The extractor ingests soil and regolith samples and mixes them with water. Then, it subjects the samples to high pressure and temperature to get the organics out.

"At high temperatures, water has the ability to dissolve the organic compounds from the soil," Kehl said. "Think of a tea bag: in cold water, not much happens. But when you add hot water, the tea releases an entire bouquet of molecules that gives the water a particular flavor, color and smell."

To remove the amino acids from those minerals, the water has to get much hotter than your ordinary cup of tea: Kehl said the extractor is currently able to reach temperatures as high as 392 degrees Fahrenheit (200 degrees Celsius).

Liquid samples would be more readily available on ocean worlds like Jupiter's moon Europa, Kehl said. There, the extractor might still be necessary, as amino acids could be bonded to minerals mixed into the ice. They also may be present as part of larger molecules, which the extractor could break into smaller building blocks before analyzing them with the Chemical Laptop. Once the extractor has prepared its samples, the Laptop can do its work.

NASA's own tricorder

The Chemical Laptop checks liquid samples for a set of 17 amino acids -- what the team refers to as "the Signature 17." By looking at the types, amounts and geometries of these amino acids in a sample, it's possible to infer the presence of life.

"All these molecules 'like' being in water," said Fernanda Mora of JPL, the Chemical Laptop's lead scientist. "They dissolve in water and they don't evaporate easily, so they're much easier to detect in water."

The Laptop mixes liquid samples with a fluorescent dye, which attaches to amino acids and makes it possible to detect them when illuminated by a laser.

Then, the sample is injected onto a separation microchip. A voltage is applied between the two ends of the channel, causing the amino acids to move at different speeds towards the end, where the laser is shining.

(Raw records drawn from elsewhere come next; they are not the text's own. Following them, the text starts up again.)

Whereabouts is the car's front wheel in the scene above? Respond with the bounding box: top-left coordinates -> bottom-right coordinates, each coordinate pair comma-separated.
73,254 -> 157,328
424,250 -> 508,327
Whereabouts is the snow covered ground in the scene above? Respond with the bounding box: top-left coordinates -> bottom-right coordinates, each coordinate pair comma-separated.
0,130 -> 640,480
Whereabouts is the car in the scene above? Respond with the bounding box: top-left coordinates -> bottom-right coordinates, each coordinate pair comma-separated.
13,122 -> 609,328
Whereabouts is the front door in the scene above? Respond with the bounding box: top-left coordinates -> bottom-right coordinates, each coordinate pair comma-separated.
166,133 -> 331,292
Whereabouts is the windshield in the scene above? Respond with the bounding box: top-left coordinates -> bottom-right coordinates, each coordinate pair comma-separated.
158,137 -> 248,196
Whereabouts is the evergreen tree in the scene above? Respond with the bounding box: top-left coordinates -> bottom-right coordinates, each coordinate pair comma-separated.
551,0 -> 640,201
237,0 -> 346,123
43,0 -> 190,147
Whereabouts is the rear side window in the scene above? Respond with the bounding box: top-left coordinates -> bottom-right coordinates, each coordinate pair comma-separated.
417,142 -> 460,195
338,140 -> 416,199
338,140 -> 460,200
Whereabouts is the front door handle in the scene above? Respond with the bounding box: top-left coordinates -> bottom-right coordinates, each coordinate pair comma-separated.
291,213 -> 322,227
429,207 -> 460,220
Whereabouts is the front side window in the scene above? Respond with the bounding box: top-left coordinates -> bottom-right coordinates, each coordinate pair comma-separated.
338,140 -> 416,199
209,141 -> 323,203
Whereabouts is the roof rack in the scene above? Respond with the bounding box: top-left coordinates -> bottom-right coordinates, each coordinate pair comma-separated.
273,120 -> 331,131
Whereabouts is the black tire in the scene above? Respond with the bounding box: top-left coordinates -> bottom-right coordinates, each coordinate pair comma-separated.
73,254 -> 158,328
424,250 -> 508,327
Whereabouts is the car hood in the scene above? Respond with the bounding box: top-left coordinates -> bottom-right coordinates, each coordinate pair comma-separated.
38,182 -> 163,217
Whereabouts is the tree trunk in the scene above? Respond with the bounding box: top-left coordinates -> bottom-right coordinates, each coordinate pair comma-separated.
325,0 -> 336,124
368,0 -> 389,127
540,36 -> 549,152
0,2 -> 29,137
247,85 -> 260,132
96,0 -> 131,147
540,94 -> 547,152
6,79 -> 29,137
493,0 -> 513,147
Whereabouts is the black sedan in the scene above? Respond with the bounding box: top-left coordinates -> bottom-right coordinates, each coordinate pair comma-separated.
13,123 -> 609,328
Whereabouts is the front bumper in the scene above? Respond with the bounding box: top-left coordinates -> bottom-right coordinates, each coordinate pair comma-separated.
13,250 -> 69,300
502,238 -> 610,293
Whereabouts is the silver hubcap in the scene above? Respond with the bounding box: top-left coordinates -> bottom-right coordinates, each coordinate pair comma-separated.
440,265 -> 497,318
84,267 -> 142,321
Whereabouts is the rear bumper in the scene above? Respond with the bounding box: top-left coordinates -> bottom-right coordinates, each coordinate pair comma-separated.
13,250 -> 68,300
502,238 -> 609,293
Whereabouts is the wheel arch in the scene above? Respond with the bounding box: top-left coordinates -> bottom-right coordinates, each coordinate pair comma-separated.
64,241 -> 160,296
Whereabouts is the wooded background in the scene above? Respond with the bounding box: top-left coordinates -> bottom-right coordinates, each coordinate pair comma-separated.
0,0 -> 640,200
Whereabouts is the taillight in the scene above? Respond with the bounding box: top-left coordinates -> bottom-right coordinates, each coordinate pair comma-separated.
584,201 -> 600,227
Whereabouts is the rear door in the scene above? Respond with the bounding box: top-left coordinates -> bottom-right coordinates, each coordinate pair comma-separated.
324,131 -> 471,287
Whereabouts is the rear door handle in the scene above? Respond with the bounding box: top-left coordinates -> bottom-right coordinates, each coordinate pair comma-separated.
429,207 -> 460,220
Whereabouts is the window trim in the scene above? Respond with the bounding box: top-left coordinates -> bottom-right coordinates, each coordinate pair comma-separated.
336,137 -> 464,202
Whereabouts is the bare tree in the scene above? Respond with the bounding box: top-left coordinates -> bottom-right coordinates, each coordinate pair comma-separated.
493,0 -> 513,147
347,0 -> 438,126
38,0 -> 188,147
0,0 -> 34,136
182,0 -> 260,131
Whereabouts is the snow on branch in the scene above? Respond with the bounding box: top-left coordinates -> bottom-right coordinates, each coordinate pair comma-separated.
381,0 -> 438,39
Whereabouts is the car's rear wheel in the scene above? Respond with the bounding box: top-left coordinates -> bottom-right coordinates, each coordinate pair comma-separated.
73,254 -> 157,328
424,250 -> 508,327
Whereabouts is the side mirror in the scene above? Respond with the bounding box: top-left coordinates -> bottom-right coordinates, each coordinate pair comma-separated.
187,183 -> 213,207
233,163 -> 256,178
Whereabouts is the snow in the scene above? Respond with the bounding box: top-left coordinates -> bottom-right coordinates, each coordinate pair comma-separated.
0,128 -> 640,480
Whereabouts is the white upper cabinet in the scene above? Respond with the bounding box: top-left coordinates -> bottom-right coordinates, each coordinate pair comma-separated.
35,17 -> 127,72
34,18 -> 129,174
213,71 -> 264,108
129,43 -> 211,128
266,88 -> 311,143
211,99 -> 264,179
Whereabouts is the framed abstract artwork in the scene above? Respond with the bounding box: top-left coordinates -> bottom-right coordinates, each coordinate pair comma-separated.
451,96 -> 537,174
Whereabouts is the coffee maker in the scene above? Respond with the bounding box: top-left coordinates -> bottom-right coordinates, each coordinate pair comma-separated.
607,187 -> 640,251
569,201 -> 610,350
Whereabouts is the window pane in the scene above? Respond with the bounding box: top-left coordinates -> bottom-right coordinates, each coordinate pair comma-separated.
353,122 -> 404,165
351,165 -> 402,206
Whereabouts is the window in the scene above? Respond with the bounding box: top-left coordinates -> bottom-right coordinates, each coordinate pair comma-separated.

Amino acids can be identified by how quickly they move through the channel. As the molecules pass through the laser, they emit light that is used to quantify how much of each amino acid is present.

"The idea is to automate and miniaturize all the steps you would do manually in a chemistry lab on Earth," Mora said. "That way, we can do the same analyses on another world simply by sending commands with a computer."

The near-term goal is to integrate the extractor and Chemical Laptop into a single, automated device. It would be tested during future field campaigns to the Atacama Desert with a team of researchers led by Brian Glass of NASA's Ames Research Center in Mountain View, California.

"These are some of the hardest samples to analyze you can get on the planet," Mora said of the team's work in the Atacama. She added that in the future, the team wants to test this technology in icy environments like Antarctica. Those could serve as analogs to Europa and other ocean worlds, where liquid samples would be more readily plentiful.

Updated at 5 p.m. PDT on April 20, 2017, to correct headline and first paragraph to indicate that the Atacama Desert is one of the driest places on Earth, but not the driest.